The Promise and the Paradox
The age of AI-powered software development is here. Agents can generate code on demand, turning complex prompts into functional software in minutes. The promise is intoxicating: a world where we can build products at an unprecedented speed.
But a paradox has emerged. While the speed of coding has increased dramatically, the speed of shipping high-quality, valuable products often hasn't. Teams find themselves churning through AI-generated code, caught in endless cycles of revision, rework, and integration nightmares.
The reason is simple. The bottleneck in product development has moved. It's no longer about how fast we can write code; it's about how clearly we can specify what needs to be built. Our entire way of working from Agile rituals to Git workflows was built on a fundamental assumption that is no longer true: that a human would be interpreting our instructions.
Why Our Old Ways Are Breaking
For decades, our processes have been designed to accommodate ambiguity. A product manager could write a user story with a bit of "you know what I mean" baked in. A designer could hand over a mockup, knowing the engineer would ask clarifying questions. We relied on hallway conversations, stand-ups, and human intuition to fill in the gaps between the spec and the implementation.
AI agents don't have intuition. They don't "know what you mean."
Feed an agent a vague prompt like "simplify the onboarding flow," and it won't schedule a meeting to understand the user's pain points. It will invent a solution based on its training data, which may or may not align with your product strategy, design system, or technical architecture. This sounds like a small distinction, but it breaks everything. The human "interpretation layer" that our processes depended on has been removed, and the cracks are starting to show.
The Fragmentation Problem
This problem is massively amplified by our tools and workflows, particularly the branching models common in code-first development like GitFlow.
In a typical setup, you have multiple long-lived branches: main
, develop
, and several feature branches. Each branch represents a slightly different version of reality. A human developer can navigate this complexity, intuitively knowing which branch to work from and how to merge changes.
An AI agent sees only conflicting sources of truth.

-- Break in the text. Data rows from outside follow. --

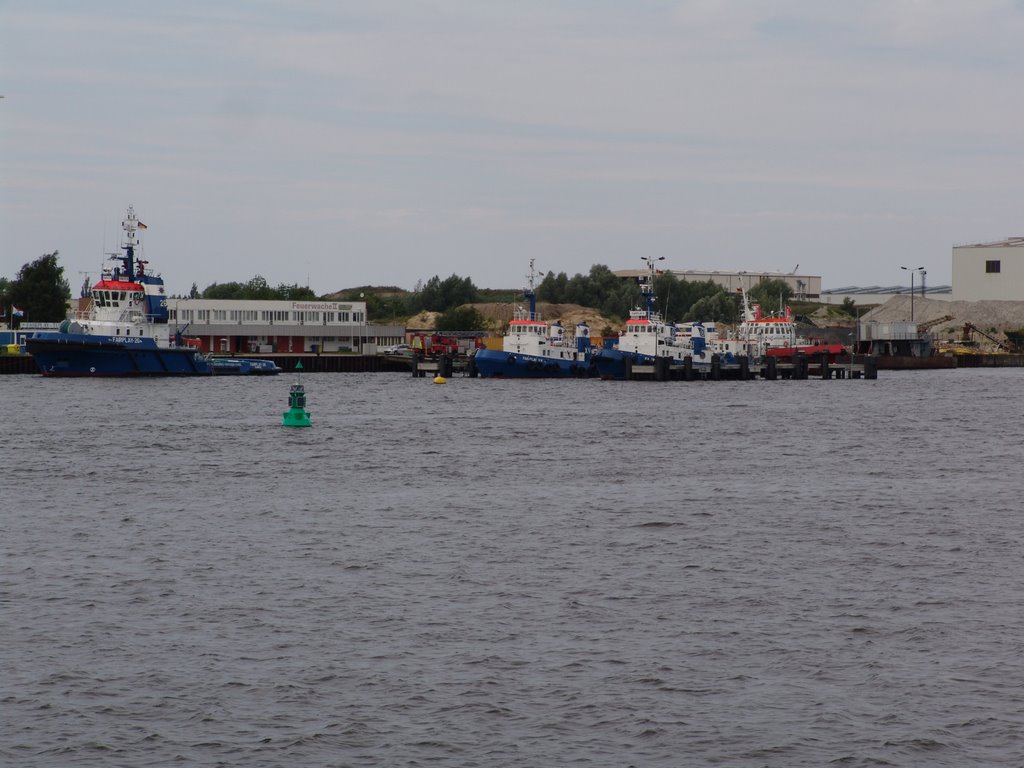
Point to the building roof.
(1017, 242)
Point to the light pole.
(912, 270)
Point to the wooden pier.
(770, 369)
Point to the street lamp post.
(914, 269)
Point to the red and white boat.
(761, 335)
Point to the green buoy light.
(297, 416)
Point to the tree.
(40, 290)
(439, 296)
(258, 289)
(461, 318)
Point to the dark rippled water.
(513, 573)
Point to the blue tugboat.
(126, 331)
(535, 349)
(647, 336)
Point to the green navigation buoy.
(297, 416)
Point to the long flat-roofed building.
(238, 326)
(989, 270)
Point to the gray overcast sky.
(383, 142)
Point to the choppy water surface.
(513, 573)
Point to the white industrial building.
(989, 270)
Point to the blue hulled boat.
(126, 331)
(535, 349)
(648, 336)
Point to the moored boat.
(775, 335)
(125, 332)
(532, 348)
(647, 336)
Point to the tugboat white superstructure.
(535, 349)
(126, 331)
(647, 336)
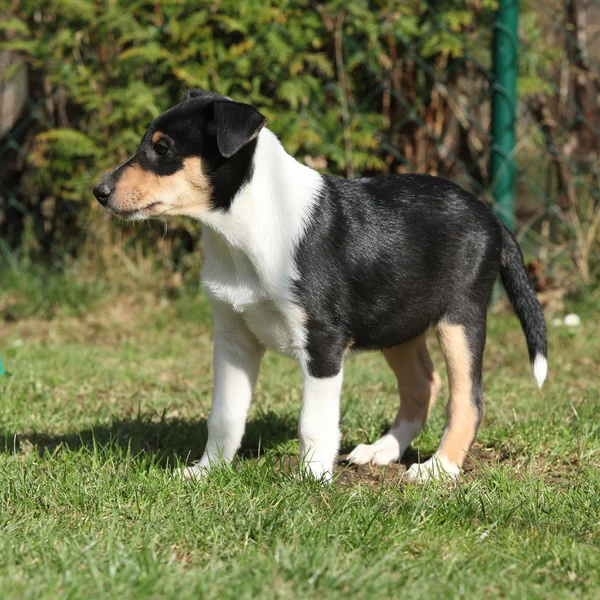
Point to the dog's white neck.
(269, 214)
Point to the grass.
(102, 401)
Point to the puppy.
(313, 266)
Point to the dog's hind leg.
(462, 345)
(419, 385)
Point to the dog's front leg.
(319, 428)
(236, 360)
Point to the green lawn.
(97, 409)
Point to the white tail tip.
(540, 369)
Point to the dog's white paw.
(383, 452)
(435, 468)
(317, 470)
(193, 473)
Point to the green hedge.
(413, 76)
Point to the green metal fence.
(500, 97)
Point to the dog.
(314, 266)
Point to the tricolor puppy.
(314, 266)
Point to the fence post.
(504, 99)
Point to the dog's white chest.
(277, 322)
(271, 327)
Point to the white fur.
(319, 424)
(236, 361)
(390, 447)
(437, 467)
(249, 274)
(249, 250)
(540, 369)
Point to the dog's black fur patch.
(193, 128)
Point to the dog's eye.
(161, 147)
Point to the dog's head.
(192, 160)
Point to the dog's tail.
(525, 303)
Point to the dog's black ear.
(237, 125)
(192, 93)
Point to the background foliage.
(362, 87)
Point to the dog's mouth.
(133, 215)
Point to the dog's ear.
(192, 93)
(236, 124)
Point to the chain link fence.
(400, 88)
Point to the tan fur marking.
(418, 382)
(461, 412)
(186, 192)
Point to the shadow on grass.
(166, 440)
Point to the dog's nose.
(102, 193)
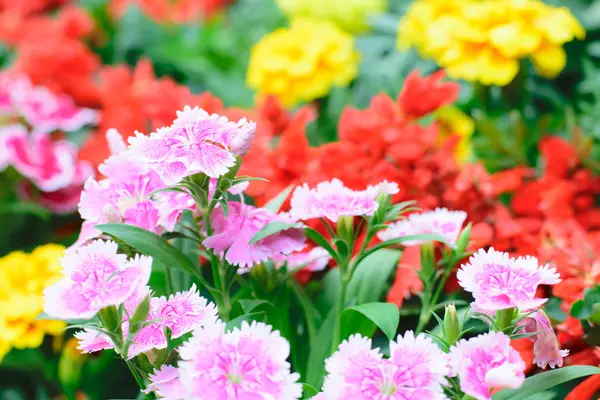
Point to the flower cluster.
(484, 41)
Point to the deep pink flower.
(197, 142)
(441, 221)
(415, 370)
(245, 364)
(332, 200)
(231, 236)
(95, 277)
(486, 362)
(499, 282)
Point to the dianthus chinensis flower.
(350, 15)
(486, 362)
(498, 281)
(249, 362)
(231, 235)
(483, 41)
(95, 277)
(441, 221)
(23, 278)
(197, 142)
(303, 62)
(416, 369)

If you ask it to implement a feature, which reality should it use? The one in main
? The one in develop
? The one in your colleague's feature branch? This fragmentation of context forces the AI to guess, leading to incorrect implementations, painful merges, and constant rework. We are spending more time managing the AI's confusion than benefiting from its speed.
A Unified Source of Truth
The solution isn't better prompting; it's a better system. We need to shift from a code-first model to an intent-first one. The future of effective product development lies in creating a single, unified source of truth that both humans and AI agents can understand and execute against.
The repository no longer just holds the implementation; it holds the entire specification of intent, contributed by everyone.
- Product's Role: We no longer just write user stories. We contribute testable specifications of user behavior. These are precise, unambiguous descriptions of what the system must do to be considered correct.
- Design's Role: Designers contribute more than static mockups. They provide coded design components and interaction patterns that serve as rules for the AI to follow.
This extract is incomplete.